How are insulins differentiated from one another? Insulins are grouped by onset of action and duration.
◦ The fastest onset is also the shortest duration. The slowest onset has the longest duration.
o Short Duration/Rapid-acting Insulins:
◦ Insulin aspart and insulin lispro
◦ Given with meals to control post-prandial rise in glucose
◦ OOA: 10-30 mins and Duration: 3-6 hours
o Short Duration/Slower-acting Insulin:
◦ Insulin Regular (like that produced in the body)

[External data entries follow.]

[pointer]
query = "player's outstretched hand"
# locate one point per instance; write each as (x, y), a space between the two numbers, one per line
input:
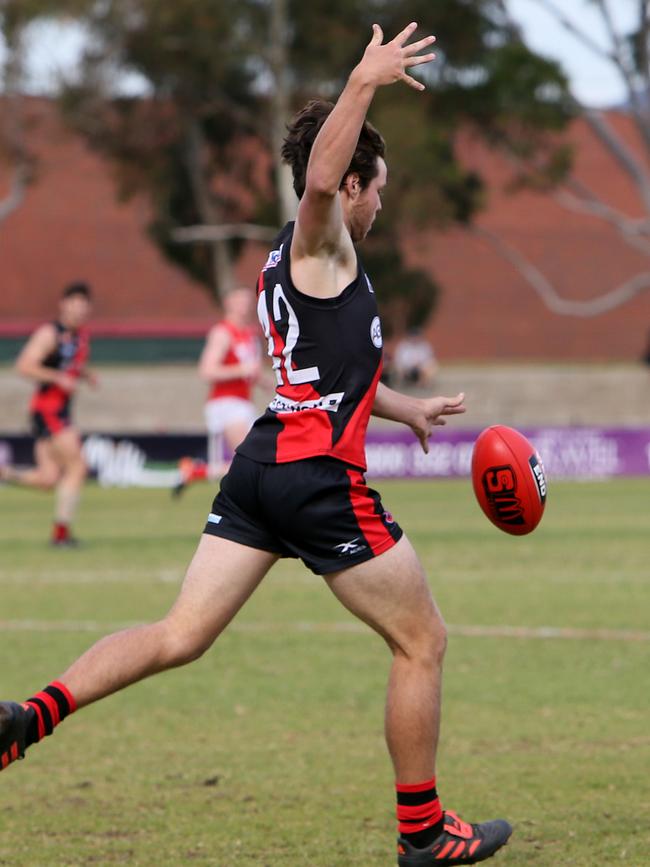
(431, 414)
(387, 63)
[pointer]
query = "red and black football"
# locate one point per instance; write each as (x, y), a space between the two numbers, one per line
(509, 480)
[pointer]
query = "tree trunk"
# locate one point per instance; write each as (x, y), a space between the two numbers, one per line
(280, 106)
(222, 264)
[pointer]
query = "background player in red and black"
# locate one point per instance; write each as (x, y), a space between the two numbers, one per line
(296, 485)
(55, 357)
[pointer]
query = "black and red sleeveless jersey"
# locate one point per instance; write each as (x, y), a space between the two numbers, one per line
(327, 358)
(69, 356)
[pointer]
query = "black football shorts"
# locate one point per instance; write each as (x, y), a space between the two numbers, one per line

◦ Given before meals to control post-prandial rise in BG
◦ IV infusion for management of diabetic ketoacidosis
◦ OOA: 30 mins-1 hour and Duration: 6-10 hours
o Intermediate Duration Insulin:
◦ NPH Insulin
◦ Cloudy appearance (rest are clear)
◦ Used to control blood glucose between meals and overnight
◦ OOA: 60-120 mins and Duration: 16-24 hours
o Long Duration Insulins:
◦ Insulin glargine/U-100 and Insulin Detemir
◦ Used to control BG between meals and overnight
◦ OOA: 60-120 mins and Duration: 12-24 hours
◦ Tend to be longer acting than NPH insulin and they do not exhibit a ‘peak’ like NPH does. This
also decreases the risk of hypoglycemia.
◦ Administer at the same time every day.
o Ultra-long Duration Insulin:
◦ Insulin glargine (U-300) and Insulin degludec
◦ Used to control BG between meals and overnight
◦ OOA: 30-360 mins and Duration: >24 hours
Which blood glucose levels will each type of insulin decrease?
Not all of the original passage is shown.